Jan 06, 2006 13:20
My boyfriend just left after being here for 10 days. I miss him already. I didn't get annoyed w/ him this time, my sister said she didn't really get annoyed w/ him this time either. She was like "well maybe a little but that's just how I am with people" so yes. I think this was one of the best times I've had with Russell in a long time && it felt sooo good. My mom called a few minutes after he left just to see what was up w/ her days off and with college and stuff, thans he asked if russell left yet and i was like " yeah... pause.. and its sad" she was like yeah it is and i almost started crying.
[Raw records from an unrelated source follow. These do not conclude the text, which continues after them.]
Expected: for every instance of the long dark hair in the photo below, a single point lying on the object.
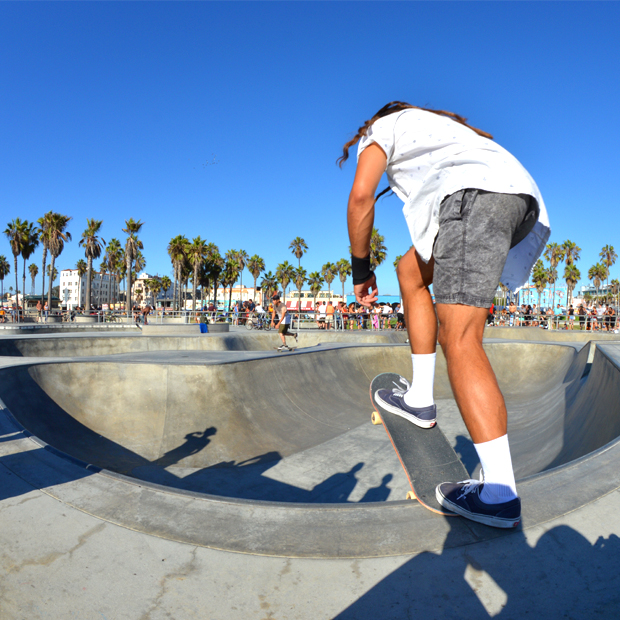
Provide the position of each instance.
(397, 106)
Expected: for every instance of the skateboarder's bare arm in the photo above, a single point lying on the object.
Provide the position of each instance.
(361, 214)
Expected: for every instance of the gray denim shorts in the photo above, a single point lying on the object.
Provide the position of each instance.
(476, 231)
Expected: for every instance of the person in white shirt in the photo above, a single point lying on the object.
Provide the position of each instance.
(476, 217)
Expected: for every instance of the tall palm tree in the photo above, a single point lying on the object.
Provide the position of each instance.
(571, 252)
(166, 283)
(554, 253)
(597, 273)
(31, 241)
(44, 228)
(57, 237)
(299, 277)
(34, 272)
(539, 277)
(93, 245)
(608, 258)
(298, 247)
(315, 282)
(242, 259)
(378, 251)
(256, 265)
(269, 284)
(572, 275)
(233, 268)
(5, 269)
(284, 273)
(17, 234)
(176, 251)
(132, 245)
(343, 267)
(196, 254)
(114, 257)
(329, 271)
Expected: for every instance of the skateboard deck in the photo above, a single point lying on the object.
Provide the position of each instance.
(424, 453)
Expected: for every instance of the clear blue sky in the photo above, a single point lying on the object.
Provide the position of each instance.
(224, 120)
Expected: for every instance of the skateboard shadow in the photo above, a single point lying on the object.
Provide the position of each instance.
(560, 575)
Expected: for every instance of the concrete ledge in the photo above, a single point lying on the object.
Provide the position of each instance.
(175, 329)
(86, 319)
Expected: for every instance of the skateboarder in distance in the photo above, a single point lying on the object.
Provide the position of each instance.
(283, 325)
(476, 217)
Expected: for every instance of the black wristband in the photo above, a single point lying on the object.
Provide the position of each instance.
(360, 267)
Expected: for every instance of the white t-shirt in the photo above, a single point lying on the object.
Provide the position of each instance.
(430, 157)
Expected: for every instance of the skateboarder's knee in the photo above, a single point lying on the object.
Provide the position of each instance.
(413, 272)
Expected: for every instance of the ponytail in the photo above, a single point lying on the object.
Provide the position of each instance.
(398, 106)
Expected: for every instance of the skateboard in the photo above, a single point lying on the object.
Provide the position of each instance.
(424, 453)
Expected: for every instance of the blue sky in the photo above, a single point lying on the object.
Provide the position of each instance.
(224, 120)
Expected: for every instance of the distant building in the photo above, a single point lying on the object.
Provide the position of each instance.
(104, 289)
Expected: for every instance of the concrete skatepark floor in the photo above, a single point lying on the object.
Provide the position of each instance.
(58, 561)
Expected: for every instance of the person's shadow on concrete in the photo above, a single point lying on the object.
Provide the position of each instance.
(562, 575)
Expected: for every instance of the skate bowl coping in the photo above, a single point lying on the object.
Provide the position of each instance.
(114, 419)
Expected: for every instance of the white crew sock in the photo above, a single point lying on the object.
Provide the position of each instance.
(499, 479)
(420, 394)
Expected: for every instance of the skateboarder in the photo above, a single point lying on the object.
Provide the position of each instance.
(279, 310)
(476, 217)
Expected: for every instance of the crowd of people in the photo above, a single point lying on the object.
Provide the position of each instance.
(588, 317)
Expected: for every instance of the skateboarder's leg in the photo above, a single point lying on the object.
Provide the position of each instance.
(415, 276)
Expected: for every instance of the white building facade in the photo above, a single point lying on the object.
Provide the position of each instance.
(104, 289)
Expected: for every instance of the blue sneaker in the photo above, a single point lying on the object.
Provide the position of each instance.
(464, 499)
(394, 402)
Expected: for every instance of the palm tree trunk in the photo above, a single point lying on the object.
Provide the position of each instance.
(49, 291)
(16, 289)
(89, 268)
(43, 274)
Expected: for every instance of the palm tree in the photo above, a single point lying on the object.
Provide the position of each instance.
(256, 265)
(315, 282)
(57, 237)
(299, 248)
(597, 273)
(34, 272)
(269, 284)
(572, 275)
(45, 223)
(299, 277)
(378, 251)
(93, 246)
(17, 234)
(31, 241)
(230, 274)
(615, 288)
(554, 253)
(196, 253)
(233, 268)
(166, 283)
(608, 258)
(343, 267)
(329, 271)
(285, 273)
(539, 277)
(242, 259)
(176, 251)
(571, 252)
(114, 258)
(5, 269)
(132, 245)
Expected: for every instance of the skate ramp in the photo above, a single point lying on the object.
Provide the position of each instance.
(145, 420)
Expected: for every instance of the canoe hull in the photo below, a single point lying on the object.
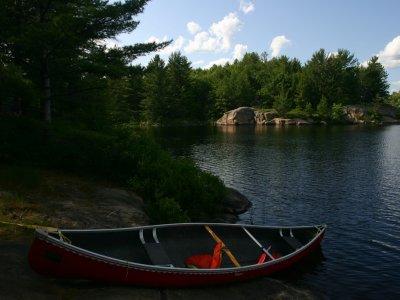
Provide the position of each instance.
(55, 259)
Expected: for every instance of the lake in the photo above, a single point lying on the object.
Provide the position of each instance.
(347, 177)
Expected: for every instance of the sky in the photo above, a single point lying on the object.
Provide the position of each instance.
(211, 32)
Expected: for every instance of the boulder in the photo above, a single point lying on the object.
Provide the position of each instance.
(264, 118)
(356, 114)
(231, 207)
(239, 116)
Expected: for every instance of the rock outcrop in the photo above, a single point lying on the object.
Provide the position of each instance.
(249, 116)
(353, 114)
(362, 114)
(238, 116)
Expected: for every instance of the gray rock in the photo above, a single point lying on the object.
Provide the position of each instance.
(238, 116)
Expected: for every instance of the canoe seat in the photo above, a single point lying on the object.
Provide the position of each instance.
(293, 242)
(157, 254)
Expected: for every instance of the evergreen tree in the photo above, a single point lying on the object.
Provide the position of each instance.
(373, 81)
(154, 104)
(56, 42)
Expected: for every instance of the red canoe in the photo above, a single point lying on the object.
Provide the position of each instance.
(173, 255)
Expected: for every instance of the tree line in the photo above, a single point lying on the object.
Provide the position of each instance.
(53, 64)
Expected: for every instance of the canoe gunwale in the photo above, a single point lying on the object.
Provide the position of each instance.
(44, 236)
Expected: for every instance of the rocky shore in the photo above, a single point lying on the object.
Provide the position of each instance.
(352, 114)
(75, 203)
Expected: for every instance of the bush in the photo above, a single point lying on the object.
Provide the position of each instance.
(122, 156)
(337, 112)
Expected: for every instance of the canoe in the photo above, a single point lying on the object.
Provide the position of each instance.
(172, 255)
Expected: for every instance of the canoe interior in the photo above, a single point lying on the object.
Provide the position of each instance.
(180, 242)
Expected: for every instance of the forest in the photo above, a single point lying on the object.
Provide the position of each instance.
(54, 66)
(69, 102)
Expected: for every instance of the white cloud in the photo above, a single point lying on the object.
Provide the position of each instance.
(193, 27)
(395, 86)
(239, 51)
(225, 29)
(109, 43)
(175, 46)
(202, 42)
(198, 62)
(218, 62)
(153, 39)
(278, 44)
(390, 56)
(246, 7)
(218, 38)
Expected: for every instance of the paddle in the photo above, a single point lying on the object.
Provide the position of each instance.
(226, 250)
(259, 244)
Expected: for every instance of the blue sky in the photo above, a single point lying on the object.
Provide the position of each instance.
(217, 31)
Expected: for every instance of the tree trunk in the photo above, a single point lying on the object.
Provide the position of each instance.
(46, 98)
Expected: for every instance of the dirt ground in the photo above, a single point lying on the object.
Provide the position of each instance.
(72, 203)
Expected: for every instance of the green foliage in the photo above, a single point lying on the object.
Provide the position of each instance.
(323, 109)
(394, 99)
(373, 81)
(337, 112)
(119, 155)
(20, 177)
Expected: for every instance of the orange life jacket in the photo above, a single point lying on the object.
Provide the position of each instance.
(206, 261)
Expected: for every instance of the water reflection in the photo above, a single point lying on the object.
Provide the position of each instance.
(346, 177)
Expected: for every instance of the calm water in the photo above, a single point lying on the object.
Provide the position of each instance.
(346, 177)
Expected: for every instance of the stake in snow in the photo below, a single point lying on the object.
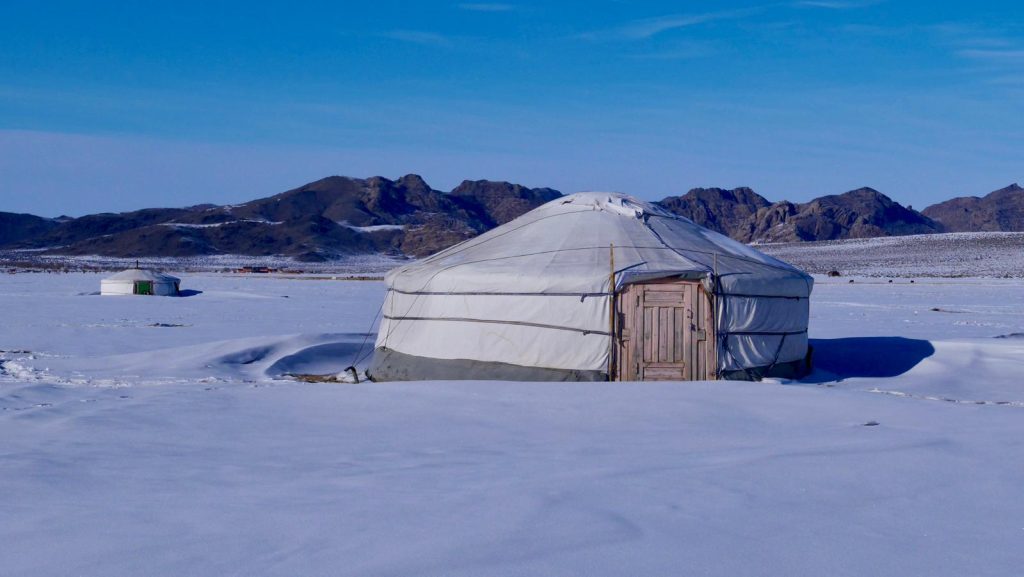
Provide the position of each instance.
(595, 286)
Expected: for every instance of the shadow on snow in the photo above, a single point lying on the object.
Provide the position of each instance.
(839, 359)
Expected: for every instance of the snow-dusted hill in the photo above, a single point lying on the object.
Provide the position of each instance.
(147, 436)
(953, 254)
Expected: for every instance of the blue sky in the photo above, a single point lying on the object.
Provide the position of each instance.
(116, 106)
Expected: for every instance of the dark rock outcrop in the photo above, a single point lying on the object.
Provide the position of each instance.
(721, 210)
(856, 214)
(15, 228)
(1000, 210)
(329, 218)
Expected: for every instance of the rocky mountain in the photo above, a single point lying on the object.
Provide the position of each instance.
(1001, 210)
(338, 216)
(329, 218)
(16, 228)
(856, 214)
(747, 216)
(728, 212)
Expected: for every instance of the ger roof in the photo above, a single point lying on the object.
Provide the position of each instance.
(142, 275)
(564, 246)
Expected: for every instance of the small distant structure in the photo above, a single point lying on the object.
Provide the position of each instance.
(140, 281)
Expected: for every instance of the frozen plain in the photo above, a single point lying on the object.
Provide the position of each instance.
(157, 437)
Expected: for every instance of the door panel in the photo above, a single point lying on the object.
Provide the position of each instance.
(665, 330)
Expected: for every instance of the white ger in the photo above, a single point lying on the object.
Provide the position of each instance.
(140, 281)
(595, 286)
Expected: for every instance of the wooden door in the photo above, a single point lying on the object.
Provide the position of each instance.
(666, 332)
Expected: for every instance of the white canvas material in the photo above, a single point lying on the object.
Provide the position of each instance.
(536, 291)
(124, 282)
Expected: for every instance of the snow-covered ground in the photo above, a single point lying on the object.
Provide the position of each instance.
(147, 436)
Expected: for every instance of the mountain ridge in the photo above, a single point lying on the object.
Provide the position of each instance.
(339, 216)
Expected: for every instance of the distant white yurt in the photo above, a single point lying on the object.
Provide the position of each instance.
(140, 281)
(595, 286)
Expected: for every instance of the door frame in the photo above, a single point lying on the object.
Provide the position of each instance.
(629, 324)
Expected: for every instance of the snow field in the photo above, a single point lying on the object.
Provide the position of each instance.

It was sad. and than I looked out the puter window and saw his car gone and I almost cried again. like now just writing this makes me want to cry lol. i'm a loser.
i just wish he didn't have to live so far away. i wish he could be like an hour away and i could see him way more often. he should move to syracuse or something lol. i know you cant russell im just pretending life was easy.
i have to vaccum later. i lite candles. i lite the one russell gave me. :] i did i did. yup. and than later i have to go get the mail. i don't feel like showering yet. i probably will later tonight, take a bath and shave, finally!
tomorrow we're going to the sound of music which reminds me i have to print out directions to the syracuse stage. hopefully the weather is okay tomorrow. its suppose to be just cloudy but we'll see. i think we should leave at like 1230 tomorrow. which will put us there probably around 115 or 130 than we have time to get our tickets and seats and stuff. yuppp im excited. i cant believe we're goinggg!
crystal starts school soon which is awesome. and i dont care really if she gets my car. i just really want a car some year because ihate sitting at home all day doing nothing. id rather be working honestly and it sucks when somebody actually wants to work and cant. its just dumb. maybe ill get a night time job at walmart. than i can use moms car when shes not using it and stuff. idk it wont work out cause my mom does stuff at night sometime.
im just babbling on and on about nothing because i havent really written in here forever. i think jamies mad at me but whatever. she just seems angry at the world. but im going to see what movies are playing monday or tuesday night and im going to try and hang out w/ her one of those nights. see a movie, go to walmart and be dorks. stuff like that. k im gonna go i should probably clean my room sunday. or today. i dont know when but chea.